A pesar de su edad su cutis lucía terso y sonrosado, sobre su frente el pelo mal cortado y algo desaseado aún conservaba un brillo y unos rizos muy característicos que conferían al conjunto de su rostro un ademán patricio. Sus manos blancas y finas terminaban en unos dedos delgados y largos a los que las uñas descuidadas y algo sucias no conseguían restar belleza.
Tras obtener la autorización del médico para inmovilizarla por fin habían podido colocarle la vía en el sitio correcto y el sedante parecía que iba surtiendo efecto, aunque de cuando en cuando todavía se la oía balbucear.
Ahora podía oler la lavanda, abrazada a su osito de trapo se despedía de su papá hasta mañana, el sueño la vencía y ya podía dormir tranquila porque estaba en su casa, en su cama, oyendo como sus papás trajinaban por la cocina, seguramente recogiendo los platos de la cena, ruidos familiares que componían la nana de lo cotidiano con la que transitaba hacía el reposo y los sueños.
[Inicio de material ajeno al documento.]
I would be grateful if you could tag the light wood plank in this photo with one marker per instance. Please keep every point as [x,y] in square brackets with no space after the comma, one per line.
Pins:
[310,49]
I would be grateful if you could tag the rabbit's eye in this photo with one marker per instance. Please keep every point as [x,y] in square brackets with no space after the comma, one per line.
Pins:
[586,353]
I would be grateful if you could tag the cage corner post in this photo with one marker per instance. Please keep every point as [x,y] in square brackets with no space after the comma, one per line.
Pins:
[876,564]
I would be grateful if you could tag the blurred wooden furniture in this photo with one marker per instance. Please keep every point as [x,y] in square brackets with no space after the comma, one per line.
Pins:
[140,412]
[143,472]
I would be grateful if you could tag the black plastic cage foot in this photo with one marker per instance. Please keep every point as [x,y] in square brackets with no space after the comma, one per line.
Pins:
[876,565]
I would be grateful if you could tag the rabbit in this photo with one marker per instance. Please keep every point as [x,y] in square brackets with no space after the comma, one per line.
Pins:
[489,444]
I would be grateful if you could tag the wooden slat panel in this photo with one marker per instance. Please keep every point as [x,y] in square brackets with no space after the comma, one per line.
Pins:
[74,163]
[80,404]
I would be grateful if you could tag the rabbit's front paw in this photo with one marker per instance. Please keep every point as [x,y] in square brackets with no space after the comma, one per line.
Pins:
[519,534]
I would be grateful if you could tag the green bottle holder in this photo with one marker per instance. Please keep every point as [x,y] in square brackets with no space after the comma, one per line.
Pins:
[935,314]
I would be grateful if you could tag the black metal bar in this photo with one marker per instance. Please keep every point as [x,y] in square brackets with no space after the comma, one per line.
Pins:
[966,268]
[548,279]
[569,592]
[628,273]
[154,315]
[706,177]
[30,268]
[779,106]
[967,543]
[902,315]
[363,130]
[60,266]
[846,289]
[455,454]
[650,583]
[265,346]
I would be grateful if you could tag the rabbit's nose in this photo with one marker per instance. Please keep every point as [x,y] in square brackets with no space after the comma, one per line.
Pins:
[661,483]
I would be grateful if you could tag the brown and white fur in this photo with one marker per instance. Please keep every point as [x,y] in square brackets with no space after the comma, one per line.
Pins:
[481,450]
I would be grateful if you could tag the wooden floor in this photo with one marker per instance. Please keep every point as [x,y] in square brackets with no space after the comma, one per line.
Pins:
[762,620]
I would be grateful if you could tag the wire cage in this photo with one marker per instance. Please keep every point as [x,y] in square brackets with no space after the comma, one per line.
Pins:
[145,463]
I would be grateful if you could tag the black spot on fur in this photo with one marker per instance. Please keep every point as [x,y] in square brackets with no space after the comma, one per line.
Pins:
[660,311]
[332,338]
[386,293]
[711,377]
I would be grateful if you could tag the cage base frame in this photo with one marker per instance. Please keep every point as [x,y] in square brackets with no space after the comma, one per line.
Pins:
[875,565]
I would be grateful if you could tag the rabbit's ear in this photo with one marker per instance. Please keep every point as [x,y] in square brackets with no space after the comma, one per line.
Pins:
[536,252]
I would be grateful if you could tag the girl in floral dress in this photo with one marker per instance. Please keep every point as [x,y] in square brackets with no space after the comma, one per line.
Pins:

En algún momento de la noche se despertó y ya no estaba en su cuarto, no podía mover ni pies ni manos ¿qué estaba pasando? El pánico se adueñó de ella, sus intentos por desasirse eran en vano. El trastorno senil que padecía le impedía recordar los sucesos de hacía pocas horas, el forcejeo con el personal sanitario de principios de la noche había sido arrojado al profundo pozo del olvido donde la enfermedad había ido echando, con metódica crueldad, jirones completos de su vida hasta haberla desposeído de todo, o de casi todo ya que sólo resistían de forma numantina algunas imágenes inconexas en las que ella era una niña de siete años. El objetivo de la cámara que proyectaba sus recuerdos había sido desenfocado por completo fundiendo a negro los más recientes, enturbiando hasta el mareo el resto, permitiendo únicamente la visión clara y nítida de un fugaz instante de felicidad acontecido hacía ochenta y tres años.
Nadie era ahora una niña confinada en un rincón de las añoranzas de una nonagenaria enferma y sola.